I recall folks in churches thinking it was so “cute” when their male pastor put on an apron and helped clean up, or brought some cookies he made – it was not expected, so he got points for chipping in. As a female clergy, I didn’t want to give in to stereotypes; nor did I want to just shun participation. So I decided just to bring something and not to make a big deal out of it; and, as I consider potlucks a work night, I sit and visit with people and don’t usually help clean up.
I have been in a congregation where men were an equal part of what they called “Kitchen Ministry.” And the other night at my current church’s potluck, a couple each brought their own entree and their own dessert, and tied for the prize in the dessert category…. I do admit he was the only man who brought a dish. And this year we had a new prize category for the best “bought” dish, because we have several women who dislike cooking and won’t do it….

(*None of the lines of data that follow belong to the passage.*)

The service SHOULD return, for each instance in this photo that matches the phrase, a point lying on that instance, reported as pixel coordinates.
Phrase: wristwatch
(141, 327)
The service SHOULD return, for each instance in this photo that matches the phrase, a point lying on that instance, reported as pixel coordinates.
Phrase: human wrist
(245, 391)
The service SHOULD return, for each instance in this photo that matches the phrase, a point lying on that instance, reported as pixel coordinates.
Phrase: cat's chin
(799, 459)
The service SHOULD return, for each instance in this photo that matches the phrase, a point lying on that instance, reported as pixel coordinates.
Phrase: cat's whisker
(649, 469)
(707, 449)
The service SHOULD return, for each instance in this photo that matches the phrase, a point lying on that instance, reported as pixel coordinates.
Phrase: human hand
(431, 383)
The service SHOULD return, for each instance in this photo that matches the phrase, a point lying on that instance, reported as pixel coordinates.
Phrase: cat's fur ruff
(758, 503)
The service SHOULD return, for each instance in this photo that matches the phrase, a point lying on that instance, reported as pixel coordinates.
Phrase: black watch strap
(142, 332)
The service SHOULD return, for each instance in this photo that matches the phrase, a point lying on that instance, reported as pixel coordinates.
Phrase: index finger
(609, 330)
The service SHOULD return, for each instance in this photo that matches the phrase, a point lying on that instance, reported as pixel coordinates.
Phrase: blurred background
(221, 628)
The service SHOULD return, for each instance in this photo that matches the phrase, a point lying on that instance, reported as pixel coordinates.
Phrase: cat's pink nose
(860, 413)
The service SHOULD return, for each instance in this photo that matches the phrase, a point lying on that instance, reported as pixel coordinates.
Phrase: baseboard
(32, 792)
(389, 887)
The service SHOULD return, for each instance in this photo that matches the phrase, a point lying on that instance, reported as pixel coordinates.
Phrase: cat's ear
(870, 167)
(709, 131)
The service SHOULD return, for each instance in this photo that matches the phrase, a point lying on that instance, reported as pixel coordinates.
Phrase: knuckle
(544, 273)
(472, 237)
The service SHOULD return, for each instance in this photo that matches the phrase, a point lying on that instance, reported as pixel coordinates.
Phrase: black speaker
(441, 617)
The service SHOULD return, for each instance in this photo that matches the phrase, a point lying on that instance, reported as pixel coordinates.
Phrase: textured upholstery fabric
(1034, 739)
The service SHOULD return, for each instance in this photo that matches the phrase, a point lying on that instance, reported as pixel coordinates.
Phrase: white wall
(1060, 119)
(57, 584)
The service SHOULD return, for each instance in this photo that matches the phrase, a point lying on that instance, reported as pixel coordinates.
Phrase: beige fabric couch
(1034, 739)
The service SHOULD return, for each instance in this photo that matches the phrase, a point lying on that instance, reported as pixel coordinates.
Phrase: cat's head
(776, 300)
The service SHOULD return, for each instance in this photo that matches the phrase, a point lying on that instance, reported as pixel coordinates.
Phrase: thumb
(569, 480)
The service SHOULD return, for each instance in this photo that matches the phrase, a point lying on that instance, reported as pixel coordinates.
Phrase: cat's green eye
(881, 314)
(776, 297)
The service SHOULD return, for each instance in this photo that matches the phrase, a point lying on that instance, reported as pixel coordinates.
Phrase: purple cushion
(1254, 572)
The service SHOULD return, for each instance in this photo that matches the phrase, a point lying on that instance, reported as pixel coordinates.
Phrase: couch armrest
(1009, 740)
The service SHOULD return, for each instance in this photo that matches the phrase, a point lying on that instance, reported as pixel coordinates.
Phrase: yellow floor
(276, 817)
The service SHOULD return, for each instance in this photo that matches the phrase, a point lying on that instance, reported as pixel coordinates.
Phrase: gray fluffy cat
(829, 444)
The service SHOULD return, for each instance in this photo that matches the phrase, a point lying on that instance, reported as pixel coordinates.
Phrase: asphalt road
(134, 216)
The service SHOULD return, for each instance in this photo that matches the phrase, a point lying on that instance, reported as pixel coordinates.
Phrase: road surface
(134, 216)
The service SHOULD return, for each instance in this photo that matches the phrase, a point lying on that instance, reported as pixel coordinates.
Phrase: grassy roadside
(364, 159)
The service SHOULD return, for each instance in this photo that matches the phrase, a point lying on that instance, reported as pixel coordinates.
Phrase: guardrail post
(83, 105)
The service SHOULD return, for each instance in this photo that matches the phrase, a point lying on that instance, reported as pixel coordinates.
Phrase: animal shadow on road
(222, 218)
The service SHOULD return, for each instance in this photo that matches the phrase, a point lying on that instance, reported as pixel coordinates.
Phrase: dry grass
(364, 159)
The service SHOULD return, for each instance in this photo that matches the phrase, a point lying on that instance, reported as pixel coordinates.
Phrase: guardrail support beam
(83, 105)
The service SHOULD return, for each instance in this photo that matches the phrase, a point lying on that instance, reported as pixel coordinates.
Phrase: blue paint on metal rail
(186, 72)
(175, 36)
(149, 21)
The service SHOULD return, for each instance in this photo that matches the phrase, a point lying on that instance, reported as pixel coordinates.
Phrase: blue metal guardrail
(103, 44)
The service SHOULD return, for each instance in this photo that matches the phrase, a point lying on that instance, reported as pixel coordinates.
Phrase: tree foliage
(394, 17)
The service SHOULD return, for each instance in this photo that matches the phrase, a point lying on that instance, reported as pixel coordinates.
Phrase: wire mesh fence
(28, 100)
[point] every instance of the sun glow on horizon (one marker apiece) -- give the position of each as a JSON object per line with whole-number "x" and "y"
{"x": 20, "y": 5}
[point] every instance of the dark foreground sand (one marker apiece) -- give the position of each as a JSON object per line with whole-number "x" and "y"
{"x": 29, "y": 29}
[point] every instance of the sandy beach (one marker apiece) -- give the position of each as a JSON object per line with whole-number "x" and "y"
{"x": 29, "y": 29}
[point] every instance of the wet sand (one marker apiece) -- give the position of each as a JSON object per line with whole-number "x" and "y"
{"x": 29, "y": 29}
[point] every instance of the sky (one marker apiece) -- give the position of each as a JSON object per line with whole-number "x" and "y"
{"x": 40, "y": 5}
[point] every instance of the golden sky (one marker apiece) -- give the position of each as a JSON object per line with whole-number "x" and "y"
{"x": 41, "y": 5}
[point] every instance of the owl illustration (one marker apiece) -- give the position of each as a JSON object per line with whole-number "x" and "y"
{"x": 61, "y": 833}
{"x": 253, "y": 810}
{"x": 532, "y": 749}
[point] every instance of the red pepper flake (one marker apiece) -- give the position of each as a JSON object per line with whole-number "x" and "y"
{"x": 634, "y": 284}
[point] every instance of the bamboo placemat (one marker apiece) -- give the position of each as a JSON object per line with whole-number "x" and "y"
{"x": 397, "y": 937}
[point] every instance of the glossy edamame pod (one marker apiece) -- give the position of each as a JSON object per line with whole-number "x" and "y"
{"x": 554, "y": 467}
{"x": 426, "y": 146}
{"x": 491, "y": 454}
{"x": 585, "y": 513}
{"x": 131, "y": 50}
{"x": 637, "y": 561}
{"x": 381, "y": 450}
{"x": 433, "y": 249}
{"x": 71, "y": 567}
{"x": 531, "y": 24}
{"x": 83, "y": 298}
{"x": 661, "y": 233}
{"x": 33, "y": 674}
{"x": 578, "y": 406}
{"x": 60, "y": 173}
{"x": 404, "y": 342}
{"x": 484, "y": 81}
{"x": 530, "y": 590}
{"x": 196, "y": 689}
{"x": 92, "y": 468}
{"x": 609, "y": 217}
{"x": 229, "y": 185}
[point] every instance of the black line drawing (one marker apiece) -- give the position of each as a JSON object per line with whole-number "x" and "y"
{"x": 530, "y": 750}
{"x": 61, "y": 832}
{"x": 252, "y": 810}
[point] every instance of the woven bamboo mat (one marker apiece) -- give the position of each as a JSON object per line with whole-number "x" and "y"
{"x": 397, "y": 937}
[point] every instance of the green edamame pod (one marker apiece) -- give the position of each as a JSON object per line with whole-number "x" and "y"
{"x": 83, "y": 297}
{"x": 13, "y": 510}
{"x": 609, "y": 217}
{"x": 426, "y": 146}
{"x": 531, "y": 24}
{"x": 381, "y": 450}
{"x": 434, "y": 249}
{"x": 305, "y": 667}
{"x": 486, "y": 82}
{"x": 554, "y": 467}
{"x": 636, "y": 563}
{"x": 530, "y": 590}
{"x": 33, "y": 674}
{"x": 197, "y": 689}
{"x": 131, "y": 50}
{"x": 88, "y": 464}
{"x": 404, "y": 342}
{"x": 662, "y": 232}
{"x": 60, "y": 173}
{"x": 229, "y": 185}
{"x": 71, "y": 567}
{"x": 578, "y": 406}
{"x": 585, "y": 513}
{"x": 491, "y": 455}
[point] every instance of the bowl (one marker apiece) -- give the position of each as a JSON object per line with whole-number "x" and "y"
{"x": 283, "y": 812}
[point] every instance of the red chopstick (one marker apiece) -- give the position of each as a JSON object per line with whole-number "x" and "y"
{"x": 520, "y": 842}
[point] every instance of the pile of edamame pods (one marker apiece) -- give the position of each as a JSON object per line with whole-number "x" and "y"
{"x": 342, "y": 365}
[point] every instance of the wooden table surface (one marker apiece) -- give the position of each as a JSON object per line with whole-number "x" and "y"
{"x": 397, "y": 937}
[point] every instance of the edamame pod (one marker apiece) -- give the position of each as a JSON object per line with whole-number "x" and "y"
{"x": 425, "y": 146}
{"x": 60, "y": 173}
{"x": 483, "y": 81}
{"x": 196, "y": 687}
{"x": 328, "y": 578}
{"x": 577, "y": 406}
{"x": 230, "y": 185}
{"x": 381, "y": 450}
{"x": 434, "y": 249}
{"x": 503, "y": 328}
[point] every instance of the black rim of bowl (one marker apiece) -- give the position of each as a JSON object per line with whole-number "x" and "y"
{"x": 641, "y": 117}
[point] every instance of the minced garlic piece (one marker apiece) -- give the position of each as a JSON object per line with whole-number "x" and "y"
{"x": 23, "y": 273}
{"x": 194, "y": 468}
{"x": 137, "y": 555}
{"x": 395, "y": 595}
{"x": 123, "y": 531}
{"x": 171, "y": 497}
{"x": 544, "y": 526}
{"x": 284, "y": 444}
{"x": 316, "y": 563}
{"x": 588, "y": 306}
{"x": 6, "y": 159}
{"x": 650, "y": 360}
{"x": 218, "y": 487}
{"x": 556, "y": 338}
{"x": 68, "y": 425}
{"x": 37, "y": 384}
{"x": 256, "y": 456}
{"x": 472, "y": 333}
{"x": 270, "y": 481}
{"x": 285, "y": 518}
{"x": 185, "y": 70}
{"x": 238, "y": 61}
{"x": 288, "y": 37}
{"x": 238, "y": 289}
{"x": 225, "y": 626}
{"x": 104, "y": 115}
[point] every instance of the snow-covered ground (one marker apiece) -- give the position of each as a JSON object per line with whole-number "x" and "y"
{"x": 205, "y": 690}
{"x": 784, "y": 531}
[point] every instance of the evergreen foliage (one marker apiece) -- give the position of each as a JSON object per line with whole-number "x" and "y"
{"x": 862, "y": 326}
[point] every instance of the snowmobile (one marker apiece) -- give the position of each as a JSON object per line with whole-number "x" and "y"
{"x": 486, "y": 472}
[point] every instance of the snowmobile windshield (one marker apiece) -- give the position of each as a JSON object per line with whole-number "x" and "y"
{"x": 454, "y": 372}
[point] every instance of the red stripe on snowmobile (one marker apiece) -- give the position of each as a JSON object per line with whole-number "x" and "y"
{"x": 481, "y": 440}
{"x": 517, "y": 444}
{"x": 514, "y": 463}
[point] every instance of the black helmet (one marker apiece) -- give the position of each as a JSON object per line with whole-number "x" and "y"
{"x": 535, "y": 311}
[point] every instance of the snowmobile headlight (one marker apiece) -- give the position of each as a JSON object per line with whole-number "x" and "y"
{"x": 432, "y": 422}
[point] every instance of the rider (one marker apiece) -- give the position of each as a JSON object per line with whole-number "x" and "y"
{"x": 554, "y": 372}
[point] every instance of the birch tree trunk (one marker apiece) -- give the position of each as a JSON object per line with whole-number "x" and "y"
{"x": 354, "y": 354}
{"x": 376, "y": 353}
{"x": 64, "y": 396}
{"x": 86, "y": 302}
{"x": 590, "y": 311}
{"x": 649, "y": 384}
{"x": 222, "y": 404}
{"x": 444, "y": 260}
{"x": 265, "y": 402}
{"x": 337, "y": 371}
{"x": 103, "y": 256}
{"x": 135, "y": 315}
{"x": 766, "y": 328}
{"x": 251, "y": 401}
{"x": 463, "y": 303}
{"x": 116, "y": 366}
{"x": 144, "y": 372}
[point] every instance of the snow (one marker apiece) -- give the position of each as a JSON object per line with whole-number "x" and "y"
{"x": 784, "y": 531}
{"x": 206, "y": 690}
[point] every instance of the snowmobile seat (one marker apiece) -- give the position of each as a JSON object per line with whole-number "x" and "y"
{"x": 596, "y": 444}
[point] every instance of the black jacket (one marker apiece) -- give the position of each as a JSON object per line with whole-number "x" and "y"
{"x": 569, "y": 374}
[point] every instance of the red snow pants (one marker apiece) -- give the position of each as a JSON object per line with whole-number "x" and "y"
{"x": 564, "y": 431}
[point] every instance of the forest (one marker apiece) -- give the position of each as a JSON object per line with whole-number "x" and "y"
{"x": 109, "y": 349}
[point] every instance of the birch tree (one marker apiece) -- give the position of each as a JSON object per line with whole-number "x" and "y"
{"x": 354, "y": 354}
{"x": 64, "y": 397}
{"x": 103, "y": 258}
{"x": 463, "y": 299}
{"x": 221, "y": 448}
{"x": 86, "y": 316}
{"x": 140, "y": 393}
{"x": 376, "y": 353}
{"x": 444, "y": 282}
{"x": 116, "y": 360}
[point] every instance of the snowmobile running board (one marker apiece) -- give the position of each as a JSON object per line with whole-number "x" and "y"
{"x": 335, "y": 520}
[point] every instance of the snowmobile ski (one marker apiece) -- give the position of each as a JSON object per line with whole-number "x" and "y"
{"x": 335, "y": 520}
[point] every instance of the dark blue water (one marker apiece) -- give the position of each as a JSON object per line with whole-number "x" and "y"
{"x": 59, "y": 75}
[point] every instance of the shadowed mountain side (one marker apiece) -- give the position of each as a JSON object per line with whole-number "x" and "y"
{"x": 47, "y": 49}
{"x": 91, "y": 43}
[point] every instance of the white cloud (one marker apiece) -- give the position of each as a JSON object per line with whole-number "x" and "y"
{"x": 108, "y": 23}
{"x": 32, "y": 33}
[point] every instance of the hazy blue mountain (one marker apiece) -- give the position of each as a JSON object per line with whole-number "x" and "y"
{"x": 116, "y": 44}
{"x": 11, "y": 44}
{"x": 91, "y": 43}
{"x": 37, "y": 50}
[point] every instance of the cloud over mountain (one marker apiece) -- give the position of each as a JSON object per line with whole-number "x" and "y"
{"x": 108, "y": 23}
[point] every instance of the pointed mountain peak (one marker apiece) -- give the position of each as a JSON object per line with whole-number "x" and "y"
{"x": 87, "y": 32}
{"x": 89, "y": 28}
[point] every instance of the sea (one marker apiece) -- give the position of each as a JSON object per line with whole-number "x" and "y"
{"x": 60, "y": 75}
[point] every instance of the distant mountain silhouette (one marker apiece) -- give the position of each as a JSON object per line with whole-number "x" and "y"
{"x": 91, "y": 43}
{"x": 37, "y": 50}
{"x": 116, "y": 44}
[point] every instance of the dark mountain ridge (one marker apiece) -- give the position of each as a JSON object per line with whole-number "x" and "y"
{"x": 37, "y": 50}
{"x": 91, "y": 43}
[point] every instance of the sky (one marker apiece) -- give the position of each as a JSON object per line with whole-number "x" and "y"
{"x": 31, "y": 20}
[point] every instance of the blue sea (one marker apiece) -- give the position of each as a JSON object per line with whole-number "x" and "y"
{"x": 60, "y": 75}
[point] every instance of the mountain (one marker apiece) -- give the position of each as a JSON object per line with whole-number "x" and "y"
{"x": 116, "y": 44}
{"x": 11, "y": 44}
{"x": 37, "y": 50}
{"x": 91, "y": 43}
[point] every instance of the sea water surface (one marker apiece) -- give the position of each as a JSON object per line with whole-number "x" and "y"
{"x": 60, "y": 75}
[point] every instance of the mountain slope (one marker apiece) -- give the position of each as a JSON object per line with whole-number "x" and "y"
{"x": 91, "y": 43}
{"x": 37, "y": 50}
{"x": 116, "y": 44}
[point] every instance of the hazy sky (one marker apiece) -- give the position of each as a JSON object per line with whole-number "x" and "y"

My thoughts have really been more about community and role than theology, although my feminist orientation is what makes me question and think about practical things like this.
Years ago, when I was the only female full-time faculty member at a fundamentalist college, I was expected to join the “faculty wives” by bringing home-baked cookies to faculty retreats. (Nobody expected my husband to provide anything, of course). I remember the huge COURAGE it took to stand up in protest against such expecttions. Gender role-assignments feel like the will of God until they are confronted and shown to be just human contructions intended to preserve patriarchal power. Making our God-language inclusive is a basic and fundamental beginning, but a great deal of courage is required. People will call you names–but if you remember your sisters and and feminist brothers and in-betweens and their solidarity with you, you can do it!
Thank you, Melanie, for choosing this topic. And thank you, Kendra and Letha, for excellent responses, showing how the gender expectations surrounding church potlucks are just one of the symptoms of the disease of patriarchy in our churches. Many years ago I began “taking a stand” on potlucks by bringing something I bought or volunteering to bring the paper plates and napkins (what the men usually volunteered for) or encouraging my husband, who really likes to cook, to make something for the potlucks. He was very willing, but I often noticed something interesting: he wanted me to carry the dish into the church. But when people started complimenting me on it, I would proudly say that David had made it. Kendra, I was delighted to see your connection of potlucks to God-language. I totally agree that churches who “fail to change their language for God will nevertheless continue to reflect patriarchy in Sunday school classes, nursery attendants, potluck dinners, vacation Bible school programs, and all the rest of it.”
Thank you, Becky and Virginia, for your comments. I hadn’t even considered what women who are clergy must do to negotiate the shoals of potlucks! I love that you all have contests at a potluck. I wonder if that would bring in more participation from others, including those who don’t cook but love to compete. I resonate more with Virginia’s experience, as a faculty wife who is also a faculty member here. I think I need more of Virginia’s courage to stand up to expectations about what I should or should not do.